Conversely, if \(f\) if continuous and every partial function \(f_{k,z}\) is complex-differentiable, the function \(f\) itself is complex-differentiable as every partial derivative \(z \in \Omega \mapsto (\partial f/\partial z_k) (z)\) is continuous – not merely as a function of its \(k\)-th variable which is plain, but as a function of all its variables.
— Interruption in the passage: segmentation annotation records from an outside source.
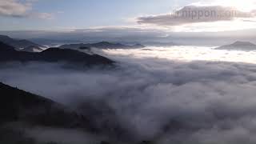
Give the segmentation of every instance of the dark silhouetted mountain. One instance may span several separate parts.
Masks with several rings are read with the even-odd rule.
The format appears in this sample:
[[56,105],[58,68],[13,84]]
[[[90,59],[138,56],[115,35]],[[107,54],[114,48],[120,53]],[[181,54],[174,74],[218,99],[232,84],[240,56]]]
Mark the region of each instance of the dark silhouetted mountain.
[[20,50],[20,51],[26,51],[26,52],[42,52],[43,49],[38,47],[38,46],[28,46],[26,48]]
[[81,47],[98,48],[98,49],[138,49],[144,48],[145,46],[141,44],[136,44],[133,46],[123,45],[121,43],[111,43],[108,42],[102,42],[98,43],[88,43],[88,44],[70,44],[62,45],[59,46],[62,49],[79,49]]
[[45,47],[25,39],[14,39],[6,35],[0,35],[0,42],[10,45],[16,49],[26,48],[29,46]]
[[81,63],[85,66],[111,65],[113,61],[97,54],[87,54],[74,50],[50,48],[40,53],[17,51],[14,47],[0,42],[0,62],[8,61],[39,61],[67,62]]
[[79,129],[123,140],[132,137],[106,102],[88,100],[79,108],[71,110],[2,82],[0,94],[0,126],[10,122],[25,122],[35,126]]
[[24,122],[31,125],[70,127],[79,119],[74,112],[43,97],[0,82],[0,124]]
[[250,42],[240,42],[238,41],[230,45],[225,45],[216,48],[216,50],[255,50],[256,45]]

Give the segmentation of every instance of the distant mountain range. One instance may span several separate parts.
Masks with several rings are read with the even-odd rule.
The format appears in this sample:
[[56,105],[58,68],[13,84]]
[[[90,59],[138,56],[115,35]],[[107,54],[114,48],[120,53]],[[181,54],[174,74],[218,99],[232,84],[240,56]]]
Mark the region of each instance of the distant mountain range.
[[61,49],[87,49],[87,48],[98,48],[98,49],[138,49],[144,48],[145,46],[141,44],[135,44],[132,46],[123,45],[121,43],[111,43],[108,42],[102,42],[98,43],[79,43],[79,44],[70,44],[62,45],[58,48]]
[[87,54],[74,50],[50,48],[40,53],[18,51],[13,46],[0,42],[0,62],[38,61],[67,62],[81,63],[85,66],[112,65],[113,61],[98,54]]
[[216,50],[256,50],[256,45],[250,42],[237,41],[230,45],[225,45],[216,48]]
[[42,47],[44,48],[45,46],[36,44],[34,42],[32,42],[28,40],[25,40],[25,39],[14,39],[11,38],[8,36],[6,35],[0,35],[0,42],[4,42],[7,45],[10,45],[16,49],[24,49],[24,48],[27,48],[27,47],[31,47],[31,46],[34,46],[34,47]]

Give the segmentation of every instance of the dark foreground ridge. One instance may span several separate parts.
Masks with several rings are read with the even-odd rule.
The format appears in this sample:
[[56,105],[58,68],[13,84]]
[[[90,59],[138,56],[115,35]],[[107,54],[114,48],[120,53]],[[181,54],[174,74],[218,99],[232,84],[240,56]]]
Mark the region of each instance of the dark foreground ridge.
[[17,51],[14,47],[0,42],[0,62],[66,62],[85,66],[112,65],[113,61],[98,54],[87,54],[74,50],[50,48],[41,53]]
[[[4,126],[14,126],[14,123],[26,123],[32,127],[80,130],[94,134],[106,135],[114,141],[118,138],[126,141],[131,138],[118,123],[118,118],[115,116],[114,110],[104,102],[88,102],[79,106],[79,109],[70,109],[50,99],[2,82],[0,94],[0,143],[12,142],[16,137],[15,128],[7,129],[7,131],[12,131],[10,134],[3,128]],[[102,108],[98,108],[99,105]],[[6,139],[6,135],[10,139]]]

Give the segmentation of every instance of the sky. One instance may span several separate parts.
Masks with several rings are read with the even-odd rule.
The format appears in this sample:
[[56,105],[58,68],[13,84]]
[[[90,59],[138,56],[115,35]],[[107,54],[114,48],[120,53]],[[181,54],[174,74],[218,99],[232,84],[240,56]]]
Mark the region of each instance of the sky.
[[72,33],[70,39],[82,33],[154,38],[170,33],[251,35],[255,18],[256,0],[0,0],[0,34],[26,31],[10,35],[30,38],[35,32],[40,38],[58,37],[53,31]]

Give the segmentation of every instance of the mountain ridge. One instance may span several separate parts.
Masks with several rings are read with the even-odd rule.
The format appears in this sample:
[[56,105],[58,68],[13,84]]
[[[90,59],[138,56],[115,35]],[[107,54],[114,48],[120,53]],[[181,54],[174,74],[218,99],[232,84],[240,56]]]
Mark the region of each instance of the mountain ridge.
[[0,42],[0,62],[67,62],[82,63],[85,66],[112,65],[114,62],[98,54],[87,54],[74,50],[49,48],[40,53],[18,51],[15,48]]

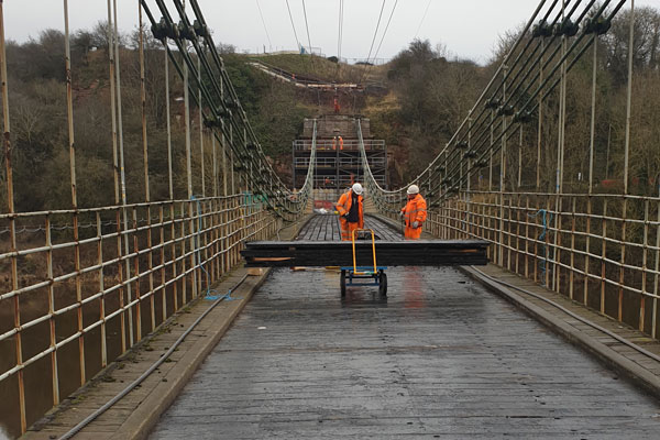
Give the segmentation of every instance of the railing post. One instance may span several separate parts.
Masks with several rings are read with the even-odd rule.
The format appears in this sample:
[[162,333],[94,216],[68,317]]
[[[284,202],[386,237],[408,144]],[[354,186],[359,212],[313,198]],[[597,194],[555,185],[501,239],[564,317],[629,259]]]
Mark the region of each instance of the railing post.
[[601,249],[601,314],[605,315],[605,258],[607,256],[607,202],[609,199],[606,197],[603,201],[603,239]]

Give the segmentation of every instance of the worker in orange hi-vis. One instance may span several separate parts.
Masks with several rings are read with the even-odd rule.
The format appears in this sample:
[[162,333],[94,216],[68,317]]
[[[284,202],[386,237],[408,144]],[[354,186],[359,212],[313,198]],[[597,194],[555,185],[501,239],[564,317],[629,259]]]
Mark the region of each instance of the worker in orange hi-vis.
[[419,240],[421,237],[421,226],[427,218],[426,200],[419,194],[419,187],[417,185],[410,185],[407,194],[408,202],[400,212],[400,216],[406,223],[404,237],[406,240]]
[[364,228],[364,199],[362,193],[362,185],[354,184],[351,189],[341,195],[337,202],[342,241],[351,241],[353,231]]

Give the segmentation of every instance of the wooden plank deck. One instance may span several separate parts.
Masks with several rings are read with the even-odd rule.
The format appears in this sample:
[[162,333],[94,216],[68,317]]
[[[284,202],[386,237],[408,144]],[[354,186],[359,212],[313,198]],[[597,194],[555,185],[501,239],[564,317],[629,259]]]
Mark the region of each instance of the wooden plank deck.
[[481,284],[388,275],[275,270],[151,438],[658,438],[658,400]]
[[[383,220],[364,216],[364,228],[373,229],[374,233],[381,240],[403,241],[403,233],[395,231]],[[336,215],[315,216],[309,220],[306,228],[300,231],[298,240],[304,241],[340,241],[341,230],[339,228],[339,217]]]

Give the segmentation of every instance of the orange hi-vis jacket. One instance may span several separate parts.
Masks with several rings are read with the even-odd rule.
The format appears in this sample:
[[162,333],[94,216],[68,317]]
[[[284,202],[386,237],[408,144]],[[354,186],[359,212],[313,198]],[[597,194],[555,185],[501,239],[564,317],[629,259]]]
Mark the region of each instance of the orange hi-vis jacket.
[[418,194],[413,199],[408,200],[406,206],[402,209],[406,227],[413,228],[413,222],[415,221],[421,227],[421,223],[426,221],[426,200],[421,195]]
[[[351,206],[353,205],[353,190],[349,189],[346,193],[342,194],[337,202],[337,212],[339,212],[339,221],[342,229],[348,229],[349,221],[343,217],[351,210]],[[358,228],[364,228],[364,199],[362,196],[358,196],[358,204],[360,204],[358,208],[358,217],[360,220],[358,221]]]
[[[419,240],[421,237],[421,224],[427,217],[426,200],[419,194],[408,200],[408,204],[402,209],[404,221],[406,222],[406,231],[404,237],[406,240]],[[417,228],[413,228],[413,223],[417,222]]]

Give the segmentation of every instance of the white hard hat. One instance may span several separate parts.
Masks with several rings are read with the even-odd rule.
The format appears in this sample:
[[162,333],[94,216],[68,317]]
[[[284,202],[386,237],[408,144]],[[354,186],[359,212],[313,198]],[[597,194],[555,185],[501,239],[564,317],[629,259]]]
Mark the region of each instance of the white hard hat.
[[408,187],[408,191],[407,191],[407,193],[408,193],[409,195],[410,195],[410,194],[419,194],[419,187],[418,187],[417,185],[410,185],[410,186]]

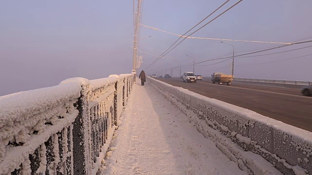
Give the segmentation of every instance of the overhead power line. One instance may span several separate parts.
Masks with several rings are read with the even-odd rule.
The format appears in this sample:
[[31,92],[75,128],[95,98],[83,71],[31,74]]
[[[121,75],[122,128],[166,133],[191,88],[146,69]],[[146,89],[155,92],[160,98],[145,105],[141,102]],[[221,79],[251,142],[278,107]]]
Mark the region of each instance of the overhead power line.
[[[218,7],[216,9],[215,9],[214,11],[212,13],[211,13],[210,14],[209,14],[207,17],[206,17],[206,18],[205,18],[204,19],[203,19],[201,21],[200,21],[199,23],[198,23],[196,25],[195,25],[195,26],[194,26],[193,27],[192,27],[190,30],[189,30],[189,31],[188,31],[186,33],[184,33],[183,35],[186,35],[187,33],[188,33],[189,32],[190,32],[191,30],[192,30],[192,29],[193,29],[196,26],[197,26],[197,25],[198,25],[198,24],[199,24],[200,23],[201,23],[201,22],[202,22],[204,20],[205,20],[206,19],[207,19],[208,18],[209,18],[209,17],[210,17],[212,14],[213,14],[214,12],[215,12],[217,10],[218,10],[218,9],[219,9],[221,7],[222,7],[223,5],[224,5],[224,4],[225,4],[226,3],[227,3],[229,0],[227,0],[224,3],[223,3],[222,5],[221,5],[219,7]],[[179,39],[180,39],[180,38],[181,38],[181,36],[176,40],[176,42],[175,42],[175,43],[172,45],[168,49],[167,49],[167,50],[166,50],[166,51],[165,51],[164,52],[163,52],[162,54],[161,54],[159,56],[158,56],[157,58],[156,58],[155,60],[154,60],[154,61],[151,64],[150,64],[148,67],[147,68],[148,68],[150,66],[151,66],[151,65],[152,65],[153,64],[154,64],[154,63],[155,63],[157,61],[158,61],[158,60],[159,60],[158,58],[159,57],[161,56],[163,56],[162,55],[163,54],[165,53],[166,52],[167,52],[168,50],[169,50],[171,47],[172,47],[172,46],[173,46],[175,44],[176,44]]]
[[[234,7],[235,6],[236,6],[236,5],[237,5],[238,3],[239,3],[240,2],[241,2],[243,0],[240,0],[238,1],[237,1],[236,3],[235,3],[235,4],[234,4],[233,5],[232,5],[232,6],[230,7],[229,8],[228,8],[227,10],[226,10],[225,11],[223,11],[223,12],[221,13],[221,14],[220,14],[219,15],[217,16],[216,17],[215,17],[213,19],[212,19],[212,20],[211,20],[210,21],[209,21],[209,22],[206,23],[206,24],[205,24],[203,26],[201,26],[201,27],[200,27],[199,29],[198,29],[197,30],[195,30],[195,32],[193,32],[192,33],[191,33],[191,34],[189,35],[187,37],[190,36],[190,35],[192,35],[195,34],[195,33],[197,32],[197,31],[198,31],[199,30],[202,29],[204,27],[206,26],[207,25],[208,25],[208,24],[210,23],[211,22],[213,21],[215,19],[217,18],[219,18],[220,16],[221,16],[221,15],[222,15],[223,14],[224,14],[224,13],[225,13],[226,12],[227,12],[228,11],[230,10],[231,9],[232,9],[232,8]],[[165,55],[166,55],[166,54],[167,54],[168,53],[169,53],[170,52],[171,52],[171,51],[172,51],[173,50],[174,50],[175,48],[176,48],[177,46],[178,46],[180,44],[181,44],[181,43],[182,43],[184,40],[185,40],[185,39],[186,39],[186,37],[185,37],[183,39],[182,39],[182,41],[180,41],[180,42],[179,42],[177,45],[176,45],[176,46],[175,46],[174,48],[172,48],[171,49],[170,49],[169,51],[167,52],[166,53],[164,53],[165,52],[164,52],[164,53],[162,54],[161,55],[160,55],[158,58],[157,58],[157,59],[154,61],[153,63],[152,63],[151,64],[150,64],[150,65],[149,65],[149,66],[148,67],[149,67],[150,66],[152,66],[153,64],[155,64],[156,62],[158,60],[159,60],[159,59],[162,56],[164,56]]]
[[303,48],[298,48],[298,49],[292,49],[292,50],[288,50],[288,51],[282,51],[282,52],[275,52],[275,53],[263,54],[261,54],[261,55],[253,55],[253,56],[239,56],[238,57],[239,58],[246,58],[246,57],[254,57],[254,56],[269,55],[273,54],[283,53],[283,52],[290,52],[290,51],[296,51],[296,50],[300,50],[300,49],[306,49],[306,48],[310,48],[310,47],[312,47],[312,46],[307,46],[307,47],[303,47]]
[[[309,42],[312,42],[312,40],[308,40],[308,41],[306,41],[295,42],[295,43],[293,43],[291,45],[287,44],[287,45],[284,45],[280,46],[276,46],[276,47],[275,47],[274,48],[270,48],[270,49],[267,49],[262,50],[261,50],[261,51],[253,52],[252,52],[247,53],[245,53],[245,54],[240,54],[240,55],[235,55],[234,56],[229,56],[229,57],[219,58],[207,59],[207,60],[204,60],[204,61],[199,62],[198,63],[195,63],[195,64],[196,65],[196,64],[201,64],[201,63],[204,63],[204,62],[207,62],[207,61],[213,61],[213,60],[219,60],[219,59],[226,59],[226,58],[233,58],[233,57],[240,57],[240,56],[244,56],[244,55],[246,55],[251,54],[258,53],[258,52],[262,52],[270,51],[270,50],[272,50],[276,49],[278,49],[278,48],[282,48],[282,47],[284,47],[291,46],[291,45],[292,45],[307,43],[309,43]],[[310,46],[308,46],[308,47],[310,47]],[[299,49],[296,49],[295,50],[301,49],[303,49],[303,48],[307,48],[307,47],[304,47],[304,48],[299,48]],[[288,52],[288,51],[283,51],[283,52]],[[279,53],[279,52],[275,53]],[[273,54],[274,54],[274,53],[273,53]],[[255,55],[254,56],[257,56],[257,55]],[[185,66],[190,66],[190,65],[186,65]],[[192,64],[192,65],[193,65],[193,64]]]
[[[193,36],[184,36],[184,35],[180,35],[178,34],[174,34],[171,32],[166,32],[162,30],[158,29],[157,28],[148,26],[145,25],[143,25],[142,24],[139,24],[140,25],[149,28],[150,29],[152,29],[155,30],[157,30],[161,32],[163,32],[168,34],[172,34],[173,35],[175,35],[176,36],[180,36],[180,38],[178,39],[178,40],[181,37],[184,37],[186,38],[190,39],[210,39],[210,40],[221,40],[221,41],[240,41],[240,42],[254,42],[254,43],[271,43],[271,44],[291,44],[291,42],[271,42],[271,41],[250,41],[250,40],[238,40],[238,39],[220,39],[220,38],[205,38],[205,37],[193,37]],[[174,43],[175,44],[176,43]],[[171,46],[172,47],[172,46]],[[168,49],[169,50],[169,49]]]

Let \(z=(z_1,\dots, z_n) \in \Omega\), let \(c \in \mathbb{C}\) and \(r>0\) such that \[ \forall \, w \in \mathbb{C}, \; |w - c| \leq r \; \to \; (z_1,\dots,z_{k-1},w,z_k,\dots, z_n) \in \Omega. \] Cauchy’s formula, applied to the partial function \(f_{k,z}\) for the path \(\gamma =c + r[\circlearrowleft]\), provides \[ f(z_1,\dots, z_n) = \frac{1}{i2\pi} \int_{\gamma} \frac{f(z_1, \dots, z_{k-1}, w, z_{k+1}, \dots, z_n)}{w-z_k} dw \] The integrand is continuous with respect to the pair \((z_1,w_1)\) and complex-differentiable with respect to \(z_1\), thus we may compute the partial derivative of \(f\) with respect to \(z_k\) satisfies by differentiation under the integral sign: \[ \frac{\partial f}{\partial z_k} (z_1,\dots, z_n) = \frac{1}{i2\pi} \int_{\gamma} \frac{f(z_1, \dots, z_{k-1}, w, z_{k+1}, \dots, z_n)}{(w-z_k)^2} dw. \] As the function \(f\) is continuous, the partial derivative is also continous.